Sunday, August 27, 2006

Good News / Bad News

I awoke this morning to the good news that Steve Centanni and Olaf Wiig, the two kidnapped American journalists had been freed, were unharmed, and preparing to return home.

Always one to find the ant at the picnic, I am troubled by one aspect of there captivity. It is contained in two terse, disjunct paragraphs in the New York Times coverage:
Earlier today, their captors delivered a video showing the two men in long Arab robes reading lines from the Koran to indicate their conversion.

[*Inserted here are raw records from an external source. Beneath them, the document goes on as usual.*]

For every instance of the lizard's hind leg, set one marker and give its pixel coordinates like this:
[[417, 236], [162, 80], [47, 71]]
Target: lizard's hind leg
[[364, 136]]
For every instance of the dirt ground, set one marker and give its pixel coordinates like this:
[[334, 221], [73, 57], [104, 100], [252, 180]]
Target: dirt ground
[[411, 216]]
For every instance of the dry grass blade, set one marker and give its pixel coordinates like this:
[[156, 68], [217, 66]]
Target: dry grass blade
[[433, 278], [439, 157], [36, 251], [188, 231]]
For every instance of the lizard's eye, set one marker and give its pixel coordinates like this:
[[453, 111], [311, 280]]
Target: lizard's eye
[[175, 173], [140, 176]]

Mr. Centanni said the men were forced to make videotapes decrying American policies and converting to Islam. “There were times I thought I’m dead, but now I’m not,” he said.
I am not an expert on Islam, but as I understand it, forced conversions are valid conversions. From such a viewpoint, I ask three questions:

1) Are the conversions of Mr. Centanni and Mr. Wiig considered "valid" by CAIR and other moderate Muslim groups in the United States?

2) If these conversions are invalid, will we hear condemnations of the conversions by the leading voices of moderate Islam in America, Europe, and even in the Middle East?

3) It has been shown that the imams in even "moderate" states such as Turkey and Egypt consider conversion away from Islam an offence punishable by death under sharia law. If Mr. Centanni and Mr. Wiig renounce their conversions as invalid under duress, do they fall under that death sentence?

CAIR and other Islamic organizations have claimed to be voices of moderation. Now they can show that moderation by rejecting the practice of forced conversions and refusing to sanction sharia death penalty for conversion away from Islam.